Each extractor may require specific dependencies:

CamelotExtractor

pip install camelot-py[cv] pandas

PDFPlumberExtractor

pip install pdfplumber pandas

SuryaTableExtractor

pip install surya-table torch pandas

TabulaExtractor

pip install tabula-py pandas
# Requires Java installed and in PATH

TableTransformerExtractor

pip install table-transformer torch pandas

TableFormerExtractor

pip install tableformer torch pandas

Troubleshooting

1. Java Not Found (TabulaExtractor): - Ensure Java is installed and added to your system PATH.

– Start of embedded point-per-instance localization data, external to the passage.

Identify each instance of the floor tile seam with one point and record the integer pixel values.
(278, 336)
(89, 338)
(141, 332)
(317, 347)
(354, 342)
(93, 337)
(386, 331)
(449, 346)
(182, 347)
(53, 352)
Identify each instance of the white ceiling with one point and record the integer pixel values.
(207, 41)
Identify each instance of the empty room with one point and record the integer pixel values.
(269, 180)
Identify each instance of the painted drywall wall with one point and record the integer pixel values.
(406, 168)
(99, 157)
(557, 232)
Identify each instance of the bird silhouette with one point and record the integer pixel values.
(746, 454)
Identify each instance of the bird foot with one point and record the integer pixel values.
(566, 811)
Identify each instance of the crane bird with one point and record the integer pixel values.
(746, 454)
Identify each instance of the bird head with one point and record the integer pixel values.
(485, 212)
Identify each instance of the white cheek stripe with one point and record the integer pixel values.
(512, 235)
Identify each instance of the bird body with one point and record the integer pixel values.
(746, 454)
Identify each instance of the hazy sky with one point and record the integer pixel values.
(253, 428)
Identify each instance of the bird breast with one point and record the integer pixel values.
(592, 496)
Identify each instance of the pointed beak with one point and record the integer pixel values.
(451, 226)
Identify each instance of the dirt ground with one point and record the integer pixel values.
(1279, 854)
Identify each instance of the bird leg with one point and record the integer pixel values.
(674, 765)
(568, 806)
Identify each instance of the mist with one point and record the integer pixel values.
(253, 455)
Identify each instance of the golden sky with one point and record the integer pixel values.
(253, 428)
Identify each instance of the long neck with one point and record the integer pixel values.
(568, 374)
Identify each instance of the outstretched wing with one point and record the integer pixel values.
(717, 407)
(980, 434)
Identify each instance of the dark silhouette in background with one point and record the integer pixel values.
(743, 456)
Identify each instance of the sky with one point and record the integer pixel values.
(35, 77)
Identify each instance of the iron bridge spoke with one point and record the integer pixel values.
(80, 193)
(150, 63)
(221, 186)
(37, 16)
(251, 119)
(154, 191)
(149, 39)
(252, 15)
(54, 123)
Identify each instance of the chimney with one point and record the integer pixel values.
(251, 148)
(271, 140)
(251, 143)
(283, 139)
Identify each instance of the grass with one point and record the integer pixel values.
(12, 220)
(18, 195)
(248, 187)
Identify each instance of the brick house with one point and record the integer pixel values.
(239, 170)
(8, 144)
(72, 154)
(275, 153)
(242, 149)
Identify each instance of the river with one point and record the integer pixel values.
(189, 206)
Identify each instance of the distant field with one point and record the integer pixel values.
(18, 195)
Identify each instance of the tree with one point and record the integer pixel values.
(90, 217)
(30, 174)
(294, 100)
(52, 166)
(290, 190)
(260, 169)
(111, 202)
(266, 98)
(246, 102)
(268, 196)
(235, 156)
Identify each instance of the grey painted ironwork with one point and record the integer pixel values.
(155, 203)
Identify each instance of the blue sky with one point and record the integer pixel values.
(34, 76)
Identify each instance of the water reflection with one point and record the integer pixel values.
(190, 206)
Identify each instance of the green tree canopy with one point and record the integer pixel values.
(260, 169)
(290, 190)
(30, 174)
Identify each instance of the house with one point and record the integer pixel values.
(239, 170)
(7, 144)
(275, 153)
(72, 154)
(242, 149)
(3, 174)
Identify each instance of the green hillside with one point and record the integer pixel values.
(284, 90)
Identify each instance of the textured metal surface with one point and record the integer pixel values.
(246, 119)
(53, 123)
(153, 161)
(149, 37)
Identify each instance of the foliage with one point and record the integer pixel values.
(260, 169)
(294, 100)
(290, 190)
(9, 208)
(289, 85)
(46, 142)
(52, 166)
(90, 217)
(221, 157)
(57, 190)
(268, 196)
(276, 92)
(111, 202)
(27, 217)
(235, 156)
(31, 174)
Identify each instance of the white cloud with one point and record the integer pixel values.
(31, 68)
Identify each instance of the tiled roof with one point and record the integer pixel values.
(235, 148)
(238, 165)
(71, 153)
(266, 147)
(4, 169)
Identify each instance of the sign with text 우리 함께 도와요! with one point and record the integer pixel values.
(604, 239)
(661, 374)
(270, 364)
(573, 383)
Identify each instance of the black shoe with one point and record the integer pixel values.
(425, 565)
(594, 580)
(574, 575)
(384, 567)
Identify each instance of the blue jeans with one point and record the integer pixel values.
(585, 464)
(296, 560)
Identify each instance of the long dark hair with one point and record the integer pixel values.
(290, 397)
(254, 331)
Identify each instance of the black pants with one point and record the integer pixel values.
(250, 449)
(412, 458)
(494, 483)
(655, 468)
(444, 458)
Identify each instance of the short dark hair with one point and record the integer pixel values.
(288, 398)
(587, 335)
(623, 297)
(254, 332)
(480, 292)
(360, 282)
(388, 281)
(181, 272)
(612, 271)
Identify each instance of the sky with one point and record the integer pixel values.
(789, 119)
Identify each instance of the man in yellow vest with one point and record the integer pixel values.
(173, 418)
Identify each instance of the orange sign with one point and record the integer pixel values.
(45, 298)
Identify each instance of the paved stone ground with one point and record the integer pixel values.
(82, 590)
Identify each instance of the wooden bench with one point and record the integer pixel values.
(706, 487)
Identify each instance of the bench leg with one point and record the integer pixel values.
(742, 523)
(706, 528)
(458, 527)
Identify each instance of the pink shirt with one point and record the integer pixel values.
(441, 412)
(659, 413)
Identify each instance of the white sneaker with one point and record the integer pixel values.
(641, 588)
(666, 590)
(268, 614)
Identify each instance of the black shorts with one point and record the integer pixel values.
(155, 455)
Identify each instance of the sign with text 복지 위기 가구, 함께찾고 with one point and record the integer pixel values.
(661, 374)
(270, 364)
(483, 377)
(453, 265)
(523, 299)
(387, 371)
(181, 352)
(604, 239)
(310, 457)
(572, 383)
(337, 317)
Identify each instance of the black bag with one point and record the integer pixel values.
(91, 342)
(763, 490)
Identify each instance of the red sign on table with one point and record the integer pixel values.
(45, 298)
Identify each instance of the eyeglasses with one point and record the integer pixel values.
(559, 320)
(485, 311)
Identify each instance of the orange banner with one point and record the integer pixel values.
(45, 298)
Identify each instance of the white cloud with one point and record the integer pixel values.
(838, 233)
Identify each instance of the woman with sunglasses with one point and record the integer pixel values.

2. No Tables Detected: - Try a different extractor or adjust parameters (e.g., lattice/stream mode for Camelot). - Check PDF quality and ensure tables are not scanned images (use OCR if needed).

3. Import Errors: - Install missing dependencies as shown above.

4. Output Not as Expected: - Inspect the DataFrame output and adjust extraction settings.

Best Practices

  1. Choose the Right Extractor:
  2. Use Camelot for vector PDFs with clear table lines.
  3. PDFPlumber works well for lightweight, fast extraction.
  4. SuryaTable, TableTransformer, or TableFormer handle complex or scanned tables effectively.
  5. Tabula is ideal when you need Java-based extraction.

  6. Optimize Performance:

  7. Batch process files and initialize extractors once.
  8. Use GPU-enabled extractors for large-scale jobs.

  9. Handle Errors Gracefully:

  10. Wrap extraction in try-except blocks.
  11. Log or print errors for debugging.

  12. Validate Output:

  13. Always inspect the DataFrame output for correctness.
  14. Post-process tables as needed for your workflow.